Thursday, December 12, 2013

Janis (1974)



          Today, the so-called “rock doc” has become a commercialized extension of the subject’s brand—exhaustive documentaries about bands ranging from the Eagles to Tom Petty and the Heartbreakers exist somewhere between gentle hagiographies and shameless sales tools, even if a few unflattering elements are included to create the illusion of “warts and all” veracity. Back in the early ’70s, however, the idea that rock singers’ lives merited feature-length examination was such a new concept that pieces of unvarnished truth occasionally reached movie screens, especially if the subject was deceased and therefore unable to exert editorial control. Thus, Janis—a 96-minute tribute to rock legend Janis Joplin, who died several years before the film’s release—has the raw quality of unfiltered observation.
          Since much of the film comprises extended performance sequences, only about 30 minutes feature actual reportage (fly-on-the-wall observations, casual interviews, etc.). Additionally, because director Howard Alk didn’t have the opportunity to capture new footage, he compiled the picture from such sources as The Dick Cavett Show and D.A. Pennebaker’s classic concert movie Monterey Pop (1968). Within these considerable limitations, however, Alk and co-writer Seaton Findlay give Janis a pleasing shape. The picture opens with Joplin’s breakout performance at the Monterey Pop festival (Pennebaker’s shots of a slack-jawed “Mama” Cass Elliot watching Joplin’s performance never get old), and then the picture proceeds chronologically through vignettes from the next two years, which ended up being the last of Joplin’s life. Janis shows its subject communing with fans, giving interviews, performing onstage, and working in the studio.
          In all of these scenes, Joplin comes across as a beguiling mixture of artifice and authenticity. Her hippie affectations are silly, especially the gigantic feather boas she often wears in her hair, but the way she talks about dodgy managers and the sweet release of performance is appealing. As for the actual singing scenes, Joplin’s amped-up version of the blues is consistently powerful, even if—as the artist herself acknowledges—she sometimes substitutes volume for nuance. (In one bit, Joplin says she aspires to sound like soul greats including Otis Redding, then laments that “all I’ve got now is strength.”)
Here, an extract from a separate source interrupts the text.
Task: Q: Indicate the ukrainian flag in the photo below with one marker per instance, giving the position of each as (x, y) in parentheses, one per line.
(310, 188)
          Some sections of Janis promise more than they deliver, including an anticlimactic sequence about Joplin’s visit to her high-school reunion in provincial Port Arthur, Texas; we see Joplin give a media interview but don’t see real interaction with classmates. The most revealing sequence, therefore, is probably Joplin’s studio session for her howling take on George Gershwin’s “Summertime,” during which a dressed-down Joplin all but tells her guitarist to forego perfectionism because the only thing listeners will care about is Joplin’s vocal. Ouch. Nothing in Janis recasts Joplin’s image, so viewers shouldn’t expect mind-blowing discoveries. That said, the movie suggests what it might have been like to occupy Joplin’s orbit during the period of her greatest success, so the film’s historical and musical value is beyond question.